At a special meeting Monday, the JaxPort board voted to transfer land it acquired 10 years ago in Mayport for a cruise terminal that never materialized back to the City of Jacksonville, and funding has reportedly been identified for new docks that will begin long-awaited improvements in the village.
Jacksonville District 13 Councilman Bill Gulliford announced the move at the Oceanside Rotary Club meeting Tuesday morning. He said that the transfer of the land and planned improvements could provide a catalyst for further development in the village that would make it a “destination” in northeast Florida.
The city conveyed the property to JaxPort in 2008, but plans for the cruise terminal were dropped when a long-term commitment from a cruise line could not be secured. It was also strongly opposed by residents of the village. The property sharply declined in value during the economic downturn, and has been fenced off for several years. JaxPort COO Frederick Wong told the board that the authority has tried to find a developer for the property, but none have expressed interest in such a project. “However, there is interest in increasing the waterfront access city-wide,” Wong said. “At this time, JaxPort has no further business for the Mayport property. However, we’d like to see the property be a part of the city’s waterfront initiatives. It would be our intention to share future net revenues derived from either a sale or commercial development of the property.”

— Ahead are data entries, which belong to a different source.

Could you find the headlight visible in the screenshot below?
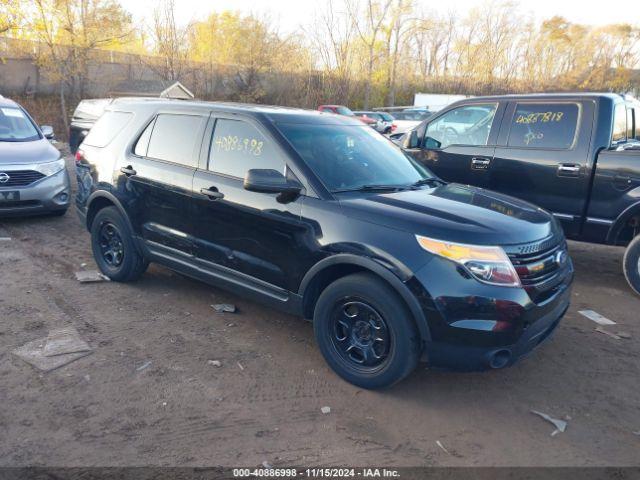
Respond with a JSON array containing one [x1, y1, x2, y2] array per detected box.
[[33, 158, 65, 177], [416, 235, 521, 287]]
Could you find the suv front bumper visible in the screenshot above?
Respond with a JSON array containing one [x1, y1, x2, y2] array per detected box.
[[410, 255, 573, 371], [0, 168, 71, 217]]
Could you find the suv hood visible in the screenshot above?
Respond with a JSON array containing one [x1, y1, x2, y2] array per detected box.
[[0, 138, 60, 170], [340, 183, 561, 245]]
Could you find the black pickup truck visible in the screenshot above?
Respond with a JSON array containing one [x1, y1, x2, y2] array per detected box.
[[401, 93, 640, 293]]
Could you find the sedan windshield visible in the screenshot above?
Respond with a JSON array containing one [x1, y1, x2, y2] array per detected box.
[[0, 107, 40, 142], [336, 106, 355, 117], [278, 124, 434, 193]]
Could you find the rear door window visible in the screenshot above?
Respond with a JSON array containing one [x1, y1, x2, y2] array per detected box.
[[424, 103, 498, 149], [507, 103, 580, 150], [147, 113, 205, 167], [210, 118, 286, 178], [83, 111, 133, 148]]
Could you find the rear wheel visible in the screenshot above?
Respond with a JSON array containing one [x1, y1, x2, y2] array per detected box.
[[313, 273, 420, 389], [91, 207, 149, 282], [622, 236, 640, 294]]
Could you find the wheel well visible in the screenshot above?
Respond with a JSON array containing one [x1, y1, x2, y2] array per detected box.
[[302, 264, 364, 318], [302, 263, 420, 330], [87, 197, 115, 230]]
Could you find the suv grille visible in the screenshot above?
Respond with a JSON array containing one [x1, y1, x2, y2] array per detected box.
[[0, 170, 45, 188], [508, 240, 570, 303]]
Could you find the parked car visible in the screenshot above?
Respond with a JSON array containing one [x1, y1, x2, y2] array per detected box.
[[403, 93, 640, 293], [392, 110, 432, 136], [76, 100, 573, 388], [353, 111, 396, 135], [318, 105, 378, 128], [69, 98, 113, 154], [0, 97, 71, 216]]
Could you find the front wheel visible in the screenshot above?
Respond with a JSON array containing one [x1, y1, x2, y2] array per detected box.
[[313, 273, 420, 389], [622, 235, 640, 295]]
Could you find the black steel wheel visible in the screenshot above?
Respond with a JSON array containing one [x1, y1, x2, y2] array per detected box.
[[91, 207, 149, 282], [331, 297, 391, 371], [313, 273, 421, 389]]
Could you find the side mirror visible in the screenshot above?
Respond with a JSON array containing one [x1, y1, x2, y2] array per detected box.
[[40, 125, 54, 140], [243, 168, 302, 203]]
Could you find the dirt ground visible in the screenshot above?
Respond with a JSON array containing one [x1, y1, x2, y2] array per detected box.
[[0, 153, 640, 466]]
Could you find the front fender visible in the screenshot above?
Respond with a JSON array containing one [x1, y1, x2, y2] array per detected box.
[[606, 202, 640, 245]]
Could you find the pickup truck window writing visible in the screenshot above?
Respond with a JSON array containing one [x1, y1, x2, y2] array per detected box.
[[611, 103, 627, 143], [507, 103, 579, 150], [424, 103, 498, 148], [147, 113, 204, 167], [209, 118, 285, 178]]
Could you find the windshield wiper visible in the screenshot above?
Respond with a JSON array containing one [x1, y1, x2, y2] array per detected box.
[[331, 184, 407, 193], [411, 177, 446, 187]]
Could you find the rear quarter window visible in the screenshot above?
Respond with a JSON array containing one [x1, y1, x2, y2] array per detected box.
[[507, 103, 580, 150], [83, 112, 133, 148]]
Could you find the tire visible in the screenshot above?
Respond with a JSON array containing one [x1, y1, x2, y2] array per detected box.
[[622, 235, 640, 295], [91, 207, 149, 282], [313, 273, 420, 390]]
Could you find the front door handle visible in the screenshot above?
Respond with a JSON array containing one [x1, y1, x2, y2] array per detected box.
[[558, 163, 580, 177], [613, 174, 633, 190], [200, 187, 224, 200], [120, 165, 138, 177], [471, 157, 491, 170]]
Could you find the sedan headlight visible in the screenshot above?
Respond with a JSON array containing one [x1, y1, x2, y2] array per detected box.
[[33, 158, 65, 177], [416, 235, 521, 287]]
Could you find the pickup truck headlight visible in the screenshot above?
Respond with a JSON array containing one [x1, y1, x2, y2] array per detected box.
[[416, 235, 521, 287], [33, 158, 65, 177]]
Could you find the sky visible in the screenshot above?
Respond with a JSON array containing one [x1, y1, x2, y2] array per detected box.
[[121, 0, 640, 33]]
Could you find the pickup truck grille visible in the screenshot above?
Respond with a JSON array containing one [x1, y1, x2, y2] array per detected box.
[[0, 170, 45, 188], [508, 240, 571, 303]]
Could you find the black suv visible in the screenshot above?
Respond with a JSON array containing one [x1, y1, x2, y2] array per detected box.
[[76, 99, 573, 388]]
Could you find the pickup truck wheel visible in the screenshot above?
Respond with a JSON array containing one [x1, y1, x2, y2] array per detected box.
[[313, 273, 420, 389], [91, 207, 149, 282], [622, 236, 640, 295]]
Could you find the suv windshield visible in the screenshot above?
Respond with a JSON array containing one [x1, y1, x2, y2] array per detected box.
[[336, 106, 355, 117], [278, 124, 434, 193], [0, 107, 40, 142]]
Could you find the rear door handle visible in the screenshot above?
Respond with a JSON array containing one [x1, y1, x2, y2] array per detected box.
[[558, 163, 580, 177], [200, 187, 224, 200], [471, 157, 491, 170], [120, 165, 138, 177]]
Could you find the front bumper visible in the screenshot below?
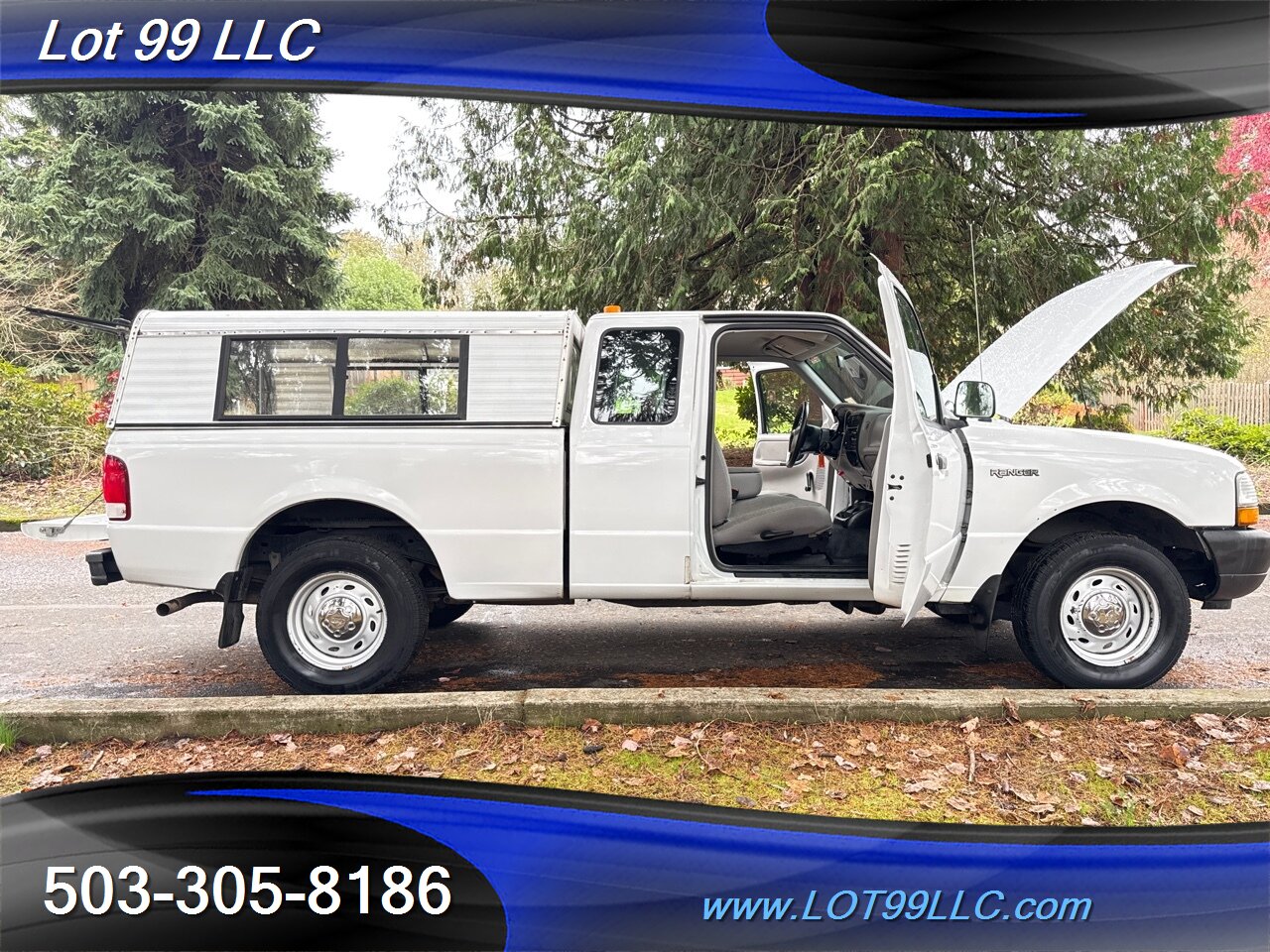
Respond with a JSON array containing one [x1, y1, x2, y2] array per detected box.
[[83, 548, 123, 585], [1201, 530, 1270, 600]]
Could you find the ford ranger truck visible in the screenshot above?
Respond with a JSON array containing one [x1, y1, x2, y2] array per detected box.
[[87, 262, 1270, 693]]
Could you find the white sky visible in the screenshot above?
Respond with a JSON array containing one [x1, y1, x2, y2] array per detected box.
[[318, 95, 448, 235]]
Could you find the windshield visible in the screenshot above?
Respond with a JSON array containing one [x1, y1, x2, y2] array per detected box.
[[807, 341, 895, 407], [892, 289, 940, 420]]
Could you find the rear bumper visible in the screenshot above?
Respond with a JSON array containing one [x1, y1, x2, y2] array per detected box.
[[1201, 530, 1270, 599], [83, 548, 123, 585]]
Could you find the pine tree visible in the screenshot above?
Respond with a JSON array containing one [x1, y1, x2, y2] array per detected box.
[[391, 103, 1252, 403], [0, 91, 350, 320]]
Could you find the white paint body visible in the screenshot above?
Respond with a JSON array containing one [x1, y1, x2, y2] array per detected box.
[[108, 273, 1242, 617]]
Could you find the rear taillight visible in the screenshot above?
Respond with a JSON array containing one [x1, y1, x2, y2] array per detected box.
[[101, 456, 132, 521]]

Board Chairman Ed Fleming said that he was pleased that the property would be available for development to its highest and best use. “This has gone on way too long, and I’m happy that we’re finally moving forward with this property,” Fleming said.
The vote to approve the transfer was unanimous.
Gulliford has championed the idea of Mayport as a destination for much of his time on the Jacksonville City Council. He also said at the meeting that JTA is looking at the possibility of acquiring a second ferry for the St. Johns River Ferry service. Ridership has been increasing since the beaches communities took up the cause of preserving the ferry, which was eventually taken over by the transportation authority. A second ferry would allow JTA to continue to operate the service when either ferry is taken out of commission for regular maintenance and Coast Guard inspections.